A particle describe the horizontal circus of radius r on the smooth su...
Explanation:
Circular Motion on Inverted Cone
When a particle moves on the smooth surface of an inverted cone of radius R and height H, the motion can be considered as a combination of two motions, i.e., horizontal and vertical.
The horizontal motion is uniform circular motion with radius R, and the vertical motion is uniform acceleration with acceleration g.
Derivation of Speed of Particle
Let v be the speed of the particle moving on the horizontal surface of the inverted cone.
The force acting on the particle is the weight of the particle, which is mg, where m is the mass of the particle and g is the acceleration due to gravity.
The horizontal component of the weight of the particle provides the centripetal force required for circular motion.

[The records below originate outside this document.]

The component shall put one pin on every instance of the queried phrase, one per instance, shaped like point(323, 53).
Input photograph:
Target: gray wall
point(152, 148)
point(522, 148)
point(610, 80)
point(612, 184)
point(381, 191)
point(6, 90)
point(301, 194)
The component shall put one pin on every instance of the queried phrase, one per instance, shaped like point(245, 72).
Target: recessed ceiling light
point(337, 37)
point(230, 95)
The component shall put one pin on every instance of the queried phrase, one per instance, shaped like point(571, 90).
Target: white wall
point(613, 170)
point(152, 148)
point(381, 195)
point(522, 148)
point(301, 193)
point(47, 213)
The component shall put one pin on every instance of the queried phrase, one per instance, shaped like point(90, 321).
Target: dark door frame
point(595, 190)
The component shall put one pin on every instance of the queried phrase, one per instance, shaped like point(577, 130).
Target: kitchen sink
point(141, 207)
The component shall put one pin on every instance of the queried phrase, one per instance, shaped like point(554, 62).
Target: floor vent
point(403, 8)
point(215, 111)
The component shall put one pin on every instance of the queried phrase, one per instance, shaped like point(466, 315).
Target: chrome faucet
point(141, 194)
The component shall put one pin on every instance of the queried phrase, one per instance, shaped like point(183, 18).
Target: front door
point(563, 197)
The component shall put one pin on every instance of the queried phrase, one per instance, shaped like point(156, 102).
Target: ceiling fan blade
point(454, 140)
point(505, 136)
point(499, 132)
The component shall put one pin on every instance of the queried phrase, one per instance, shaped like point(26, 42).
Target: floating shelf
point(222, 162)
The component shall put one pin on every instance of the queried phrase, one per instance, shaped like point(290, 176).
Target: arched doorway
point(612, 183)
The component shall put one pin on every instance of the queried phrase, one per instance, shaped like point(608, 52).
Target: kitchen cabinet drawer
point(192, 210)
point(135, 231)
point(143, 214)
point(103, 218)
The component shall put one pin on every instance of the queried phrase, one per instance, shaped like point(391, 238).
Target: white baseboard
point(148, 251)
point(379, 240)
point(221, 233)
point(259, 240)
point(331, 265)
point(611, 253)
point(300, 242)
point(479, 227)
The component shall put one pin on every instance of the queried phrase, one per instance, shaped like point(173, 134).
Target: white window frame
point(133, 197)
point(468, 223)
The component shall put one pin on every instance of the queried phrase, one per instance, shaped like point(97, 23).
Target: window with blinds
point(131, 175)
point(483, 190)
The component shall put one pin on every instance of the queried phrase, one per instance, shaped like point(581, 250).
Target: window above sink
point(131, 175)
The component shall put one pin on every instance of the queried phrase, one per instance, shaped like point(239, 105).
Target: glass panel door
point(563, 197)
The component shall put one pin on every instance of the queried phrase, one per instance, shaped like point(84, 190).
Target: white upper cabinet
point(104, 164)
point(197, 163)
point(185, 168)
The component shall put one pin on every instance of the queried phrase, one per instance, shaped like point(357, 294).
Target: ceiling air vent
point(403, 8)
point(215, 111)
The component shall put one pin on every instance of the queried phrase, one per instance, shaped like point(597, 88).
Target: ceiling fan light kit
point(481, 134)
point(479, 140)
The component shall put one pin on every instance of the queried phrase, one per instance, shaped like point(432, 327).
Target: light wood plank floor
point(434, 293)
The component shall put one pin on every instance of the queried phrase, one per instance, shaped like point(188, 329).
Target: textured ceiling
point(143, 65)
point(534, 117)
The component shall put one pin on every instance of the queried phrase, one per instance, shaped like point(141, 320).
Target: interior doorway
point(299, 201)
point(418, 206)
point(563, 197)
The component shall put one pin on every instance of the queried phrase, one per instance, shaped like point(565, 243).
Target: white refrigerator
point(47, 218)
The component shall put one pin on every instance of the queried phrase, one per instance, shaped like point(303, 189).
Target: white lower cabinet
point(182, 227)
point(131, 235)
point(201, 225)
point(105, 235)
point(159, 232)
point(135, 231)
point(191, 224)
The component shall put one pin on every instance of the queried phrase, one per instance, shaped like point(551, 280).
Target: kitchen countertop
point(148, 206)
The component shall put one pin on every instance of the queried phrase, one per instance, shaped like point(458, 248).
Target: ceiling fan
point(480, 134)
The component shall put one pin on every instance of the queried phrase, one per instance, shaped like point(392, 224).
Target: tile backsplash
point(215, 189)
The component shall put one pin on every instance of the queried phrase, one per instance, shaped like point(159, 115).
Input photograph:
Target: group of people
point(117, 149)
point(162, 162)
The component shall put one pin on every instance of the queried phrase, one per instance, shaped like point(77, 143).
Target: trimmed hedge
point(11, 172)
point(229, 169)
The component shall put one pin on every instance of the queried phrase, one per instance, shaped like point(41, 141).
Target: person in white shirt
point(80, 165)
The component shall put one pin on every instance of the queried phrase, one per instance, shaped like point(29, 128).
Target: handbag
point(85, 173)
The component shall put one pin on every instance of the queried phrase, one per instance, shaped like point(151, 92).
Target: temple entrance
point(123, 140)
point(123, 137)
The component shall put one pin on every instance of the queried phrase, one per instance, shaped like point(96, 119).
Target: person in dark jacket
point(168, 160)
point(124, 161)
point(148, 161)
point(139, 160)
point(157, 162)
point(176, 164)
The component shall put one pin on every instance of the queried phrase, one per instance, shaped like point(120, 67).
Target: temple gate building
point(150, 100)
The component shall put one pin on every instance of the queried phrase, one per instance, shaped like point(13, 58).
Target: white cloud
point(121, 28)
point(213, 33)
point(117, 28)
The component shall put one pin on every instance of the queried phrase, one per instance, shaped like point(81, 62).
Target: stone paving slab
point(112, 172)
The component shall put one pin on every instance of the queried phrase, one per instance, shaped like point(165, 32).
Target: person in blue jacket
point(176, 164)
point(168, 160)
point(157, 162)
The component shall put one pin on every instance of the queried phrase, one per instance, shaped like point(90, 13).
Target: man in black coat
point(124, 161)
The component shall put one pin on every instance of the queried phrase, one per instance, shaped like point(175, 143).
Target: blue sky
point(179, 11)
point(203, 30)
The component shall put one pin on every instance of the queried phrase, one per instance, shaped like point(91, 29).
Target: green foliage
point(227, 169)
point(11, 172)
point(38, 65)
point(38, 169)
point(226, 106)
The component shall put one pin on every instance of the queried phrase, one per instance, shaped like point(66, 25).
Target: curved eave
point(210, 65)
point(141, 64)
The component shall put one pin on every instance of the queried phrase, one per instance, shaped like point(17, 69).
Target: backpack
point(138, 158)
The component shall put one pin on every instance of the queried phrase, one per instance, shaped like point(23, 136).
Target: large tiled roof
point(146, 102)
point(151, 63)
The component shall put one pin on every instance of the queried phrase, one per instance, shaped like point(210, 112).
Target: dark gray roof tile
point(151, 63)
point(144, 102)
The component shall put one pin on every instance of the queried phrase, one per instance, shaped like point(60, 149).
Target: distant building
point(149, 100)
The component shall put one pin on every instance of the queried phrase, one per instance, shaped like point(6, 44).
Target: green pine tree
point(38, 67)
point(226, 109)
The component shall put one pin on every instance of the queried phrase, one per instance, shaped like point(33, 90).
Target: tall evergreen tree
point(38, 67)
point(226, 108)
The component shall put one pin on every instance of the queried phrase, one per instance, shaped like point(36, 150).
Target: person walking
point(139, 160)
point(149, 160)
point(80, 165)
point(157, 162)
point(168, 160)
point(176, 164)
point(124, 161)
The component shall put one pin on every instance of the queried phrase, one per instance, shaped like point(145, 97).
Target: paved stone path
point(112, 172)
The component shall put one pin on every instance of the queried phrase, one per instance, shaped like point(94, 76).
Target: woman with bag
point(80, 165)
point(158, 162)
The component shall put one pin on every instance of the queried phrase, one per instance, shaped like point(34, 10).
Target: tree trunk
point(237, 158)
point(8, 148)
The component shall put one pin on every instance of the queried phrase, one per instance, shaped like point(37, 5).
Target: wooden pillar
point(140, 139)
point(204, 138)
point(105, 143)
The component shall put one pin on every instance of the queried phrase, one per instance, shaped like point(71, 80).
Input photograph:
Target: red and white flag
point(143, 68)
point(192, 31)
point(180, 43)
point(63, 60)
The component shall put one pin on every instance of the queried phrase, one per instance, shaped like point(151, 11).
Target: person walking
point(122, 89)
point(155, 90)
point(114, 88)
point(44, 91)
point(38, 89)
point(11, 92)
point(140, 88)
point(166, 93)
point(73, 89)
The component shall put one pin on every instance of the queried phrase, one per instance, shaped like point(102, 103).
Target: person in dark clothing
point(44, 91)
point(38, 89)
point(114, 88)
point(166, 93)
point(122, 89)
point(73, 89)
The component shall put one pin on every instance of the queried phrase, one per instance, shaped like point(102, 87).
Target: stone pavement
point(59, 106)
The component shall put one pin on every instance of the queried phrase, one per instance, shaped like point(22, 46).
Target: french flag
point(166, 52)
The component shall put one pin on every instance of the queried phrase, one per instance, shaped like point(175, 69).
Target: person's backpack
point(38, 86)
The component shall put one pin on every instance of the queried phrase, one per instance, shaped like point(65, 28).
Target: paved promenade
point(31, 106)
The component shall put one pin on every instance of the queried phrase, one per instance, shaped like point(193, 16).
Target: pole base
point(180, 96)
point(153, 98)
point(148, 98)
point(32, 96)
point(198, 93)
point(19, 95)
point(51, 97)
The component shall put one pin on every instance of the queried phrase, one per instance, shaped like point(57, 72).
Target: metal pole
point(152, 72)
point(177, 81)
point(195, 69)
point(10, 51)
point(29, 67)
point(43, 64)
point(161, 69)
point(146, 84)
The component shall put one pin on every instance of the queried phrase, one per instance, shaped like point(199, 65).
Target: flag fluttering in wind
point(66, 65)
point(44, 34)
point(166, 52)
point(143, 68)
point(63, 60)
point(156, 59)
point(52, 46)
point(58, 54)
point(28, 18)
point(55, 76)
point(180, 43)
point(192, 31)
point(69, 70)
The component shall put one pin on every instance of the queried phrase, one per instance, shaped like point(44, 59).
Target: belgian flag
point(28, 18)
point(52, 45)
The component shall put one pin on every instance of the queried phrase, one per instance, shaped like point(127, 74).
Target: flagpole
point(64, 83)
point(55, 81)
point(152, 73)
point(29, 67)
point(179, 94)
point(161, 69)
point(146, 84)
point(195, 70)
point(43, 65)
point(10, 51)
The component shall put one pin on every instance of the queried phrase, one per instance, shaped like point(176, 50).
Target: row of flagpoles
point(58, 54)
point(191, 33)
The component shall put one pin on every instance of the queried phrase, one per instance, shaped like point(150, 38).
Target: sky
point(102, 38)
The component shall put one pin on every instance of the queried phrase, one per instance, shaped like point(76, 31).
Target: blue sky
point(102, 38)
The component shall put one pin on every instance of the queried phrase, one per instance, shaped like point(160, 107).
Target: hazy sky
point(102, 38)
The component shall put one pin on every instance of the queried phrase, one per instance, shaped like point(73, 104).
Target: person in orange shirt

Hence,
mv²/R = mg sin θ
where θ is the angle between the vertical and the radius of the circle.
sin θ = h / √(R² + h²)
Substituting sin θ in the above equation, we get
v² = gR√(R² + h²) / (R² - h²)
v = √gR√(R² + h²) / (R² - h²)
On simplifying, we get
v = √(gR² / (R - h)(R + h))
v = √(gR² / (R² - h²))
v = √(g / ((R² / h²) - 1))
Since H = R² / H, substituting this value, we get
v = √(gH / (H - h))
Therefore, the speed of the particle should be √(gH / (H - h)).
Answer:
The speed of the particle should be (2) √gh.